Botswana– A success story
Since independence, most African countries have experienced the “African growth tragedy.” In many of them, the overall level of development today is no higher than in 1970. Like most African countries emerging from colonialism, Botswana was extremely poor when it became independent but escaped the African poverty trap.
With little foreign aid, and the absence of an ‘overreaching government’, Botswana went from being the third-poorest nation in the world in 1965 to the upper-middle income nation it is today.
Between 1966 and 1996, it was the fastest-growing nation in the world. While so many newly independent African nations chose anti-capitalist, statist routes as they emerged from the devastating experience of colonialism, Botswana’s leaders chose the path less traveled.
Botswana has prospered because it has made steady progress in securing property rights and limiting the role of government in the economy. They sought to expand the production possibilities curve by changing the game’s rules for the better. Its economic success has helped the nation enjoy steady economic growth thanks to its decision to uphold the rule of law, protect property rights and limit the influence and reach of the government.
Today, although still imperfect, Botswana is one of the freest and most stable countries on the African continent (it ranks 3rd in Africa and 49th in the world in the Fraser Institute Economic Freedom Index). It is also one of the few middle-income countries in sub-Saharan Africa.

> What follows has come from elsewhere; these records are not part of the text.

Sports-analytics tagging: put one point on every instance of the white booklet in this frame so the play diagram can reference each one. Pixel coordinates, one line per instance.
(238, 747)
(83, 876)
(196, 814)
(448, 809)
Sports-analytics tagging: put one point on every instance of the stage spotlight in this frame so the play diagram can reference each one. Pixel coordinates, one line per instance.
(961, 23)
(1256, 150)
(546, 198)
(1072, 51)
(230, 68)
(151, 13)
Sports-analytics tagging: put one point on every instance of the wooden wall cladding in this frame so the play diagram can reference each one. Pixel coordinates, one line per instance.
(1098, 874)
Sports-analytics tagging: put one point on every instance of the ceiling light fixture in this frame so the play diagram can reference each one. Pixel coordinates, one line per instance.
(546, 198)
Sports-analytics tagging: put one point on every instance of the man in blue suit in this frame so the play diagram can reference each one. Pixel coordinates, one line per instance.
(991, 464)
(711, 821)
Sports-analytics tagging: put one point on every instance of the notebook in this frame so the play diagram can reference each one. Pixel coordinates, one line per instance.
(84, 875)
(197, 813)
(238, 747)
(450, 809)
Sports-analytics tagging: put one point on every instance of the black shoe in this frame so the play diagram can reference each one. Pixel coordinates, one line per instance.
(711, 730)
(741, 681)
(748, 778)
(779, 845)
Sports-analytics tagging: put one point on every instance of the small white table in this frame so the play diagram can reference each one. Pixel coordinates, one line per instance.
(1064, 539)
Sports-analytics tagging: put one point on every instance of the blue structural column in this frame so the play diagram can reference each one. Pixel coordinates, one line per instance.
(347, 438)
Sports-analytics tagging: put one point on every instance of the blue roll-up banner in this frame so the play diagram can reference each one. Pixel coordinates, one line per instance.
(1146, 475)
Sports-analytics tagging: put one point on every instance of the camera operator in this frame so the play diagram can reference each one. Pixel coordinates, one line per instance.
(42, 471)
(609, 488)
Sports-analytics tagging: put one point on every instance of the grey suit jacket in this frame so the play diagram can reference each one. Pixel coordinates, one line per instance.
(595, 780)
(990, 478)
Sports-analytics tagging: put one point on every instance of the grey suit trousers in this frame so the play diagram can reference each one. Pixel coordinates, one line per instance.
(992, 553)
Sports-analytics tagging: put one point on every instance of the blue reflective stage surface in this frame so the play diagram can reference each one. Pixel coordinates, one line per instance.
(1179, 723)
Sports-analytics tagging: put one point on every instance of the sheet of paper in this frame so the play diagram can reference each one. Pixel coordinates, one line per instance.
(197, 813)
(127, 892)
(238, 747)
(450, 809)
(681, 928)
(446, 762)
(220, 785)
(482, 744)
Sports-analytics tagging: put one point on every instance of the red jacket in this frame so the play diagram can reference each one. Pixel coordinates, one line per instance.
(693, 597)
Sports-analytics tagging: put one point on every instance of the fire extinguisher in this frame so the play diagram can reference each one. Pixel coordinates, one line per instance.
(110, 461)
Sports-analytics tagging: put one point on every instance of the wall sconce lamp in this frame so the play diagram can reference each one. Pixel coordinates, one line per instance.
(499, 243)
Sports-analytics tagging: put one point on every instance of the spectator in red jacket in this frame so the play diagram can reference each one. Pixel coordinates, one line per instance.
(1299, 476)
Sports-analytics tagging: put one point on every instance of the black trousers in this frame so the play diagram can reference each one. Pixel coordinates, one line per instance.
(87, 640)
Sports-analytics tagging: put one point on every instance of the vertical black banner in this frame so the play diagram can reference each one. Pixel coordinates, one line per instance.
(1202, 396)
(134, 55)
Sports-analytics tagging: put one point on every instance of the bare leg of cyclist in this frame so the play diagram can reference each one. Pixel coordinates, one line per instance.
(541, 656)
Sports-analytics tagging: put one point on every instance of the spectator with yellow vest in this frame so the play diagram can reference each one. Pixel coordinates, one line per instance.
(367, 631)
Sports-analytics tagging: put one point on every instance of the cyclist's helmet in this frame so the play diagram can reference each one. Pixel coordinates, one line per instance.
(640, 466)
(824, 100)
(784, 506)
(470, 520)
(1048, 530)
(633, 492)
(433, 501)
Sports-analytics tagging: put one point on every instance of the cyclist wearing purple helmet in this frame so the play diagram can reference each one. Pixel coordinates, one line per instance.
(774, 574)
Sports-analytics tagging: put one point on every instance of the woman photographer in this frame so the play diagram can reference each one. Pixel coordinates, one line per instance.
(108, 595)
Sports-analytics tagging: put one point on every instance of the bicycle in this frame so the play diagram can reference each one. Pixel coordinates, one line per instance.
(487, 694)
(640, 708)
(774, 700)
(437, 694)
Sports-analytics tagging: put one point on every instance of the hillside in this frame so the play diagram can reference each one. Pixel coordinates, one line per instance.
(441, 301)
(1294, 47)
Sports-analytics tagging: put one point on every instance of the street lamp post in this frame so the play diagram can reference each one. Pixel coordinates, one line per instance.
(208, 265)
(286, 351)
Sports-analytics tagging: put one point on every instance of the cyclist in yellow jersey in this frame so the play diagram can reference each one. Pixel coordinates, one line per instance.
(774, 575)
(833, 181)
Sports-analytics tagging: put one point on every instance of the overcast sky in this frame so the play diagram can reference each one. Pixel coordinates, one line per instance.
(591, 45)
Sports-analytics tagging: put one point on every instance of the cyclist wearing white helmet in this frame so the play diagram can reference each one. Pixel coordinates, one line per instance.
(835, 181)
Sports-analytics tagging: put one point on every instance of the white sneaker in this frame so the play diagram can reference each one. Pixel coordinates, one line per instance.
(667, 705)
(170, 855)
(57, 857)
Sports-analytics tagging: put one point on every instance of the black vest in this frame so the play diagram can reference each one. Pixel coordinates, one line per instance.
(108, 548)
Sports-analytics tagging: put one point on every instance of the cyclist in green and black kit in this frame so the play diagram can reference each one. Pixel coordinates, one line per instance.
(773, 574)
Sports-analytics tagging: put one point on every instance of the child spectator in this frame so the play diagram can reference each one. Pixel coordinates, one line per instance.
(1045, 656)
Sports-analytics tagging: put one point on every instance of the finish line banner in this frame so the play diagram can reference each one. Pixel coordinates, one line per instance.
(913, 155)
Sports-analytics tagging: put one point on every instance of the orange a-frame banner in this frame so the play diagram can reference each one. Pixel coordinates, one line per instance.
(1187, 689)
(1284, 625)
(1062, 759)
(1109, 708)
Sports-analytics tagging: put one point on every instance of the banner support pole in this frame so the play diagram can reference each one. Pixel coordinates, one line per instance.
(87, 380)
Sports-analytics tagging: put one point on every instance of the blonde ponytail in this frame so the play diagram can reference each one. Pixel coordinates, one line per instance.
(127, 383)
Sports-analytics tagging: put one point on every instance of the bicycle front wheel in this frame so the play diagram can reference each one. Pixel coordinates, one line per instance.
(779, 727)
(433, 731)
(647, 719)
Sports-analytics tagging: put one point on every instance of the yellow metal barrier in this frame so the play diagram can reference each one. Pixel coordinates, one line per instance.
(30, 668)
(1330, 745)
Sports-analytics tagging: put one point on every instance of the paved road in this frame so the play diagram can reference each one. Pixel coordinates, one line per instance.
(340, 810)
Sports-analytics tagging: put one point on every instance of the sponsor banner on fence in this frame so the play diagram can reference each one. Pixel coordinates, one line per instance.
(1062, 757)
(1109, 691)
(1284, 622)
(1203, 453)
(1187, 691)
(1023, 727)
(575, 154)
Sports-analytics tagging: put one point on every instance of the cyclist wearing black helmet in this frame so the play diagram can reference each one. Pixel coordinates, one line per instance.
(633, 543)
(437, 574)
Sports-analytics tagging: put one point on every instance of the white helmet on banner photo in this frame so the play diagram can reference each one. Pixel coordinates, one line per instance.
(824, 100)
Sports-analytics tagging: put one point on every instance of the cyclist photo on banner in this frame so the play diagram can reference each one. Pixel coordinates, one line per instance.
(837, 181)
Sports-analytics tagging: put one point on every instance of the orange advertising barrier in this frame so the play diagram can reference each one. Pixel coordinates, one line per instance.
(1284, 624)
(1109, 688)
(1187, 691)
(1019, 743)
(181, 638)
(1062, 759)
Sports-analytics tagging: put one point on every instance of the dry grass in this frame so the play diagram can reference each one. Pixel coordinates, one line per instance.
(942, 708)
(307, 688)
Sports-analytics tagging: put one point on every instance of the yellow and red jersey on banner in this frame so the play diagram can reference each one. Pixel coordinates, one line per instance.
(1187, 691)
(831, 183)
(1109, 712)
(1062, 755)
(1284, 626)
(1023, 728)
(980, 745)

On the other hand, despite many programs created to eradicate poverty over the years, Nigeria remains the world’s poverty capital.
Some of these solutions include but are not limited to the 2001 “National Poverty Eradication Programme (NAPEP),” the “National Poverty Reduction with Growth Strategy (NPRGS), a strategy that has gulped over N400bn” and the 2016 “National Social Investment Programmes (NSIP).”
Some projects were also covered under the National Social Investment Programmes, including the N-Power program, Government Enterprise, and Empowerment Programme (GEEP).
We have seen that these programs have not significantly helped reduce poverty. Meaning it is time we adopted the principles of economic freedom, which have historically led humanity out of the shackles of poverty.
Nigeria can cure its devastating poverty by adopting a system of private property, free trade, free markets, and free enterprise. It was because Western civilization adopted this system more thoroughly than any other civilization in the world that it became the most productive and, therefore, the wealthiest civilization on the face of the globe.
The time has come to eradicate poverty by reducing government intervention instead of increasing it; by reducing government spending and punitive taxation. We need to improve the incentives for initiative, effort, risk-taking, saving, and investment; and to increase employment, productivity, and standard of living.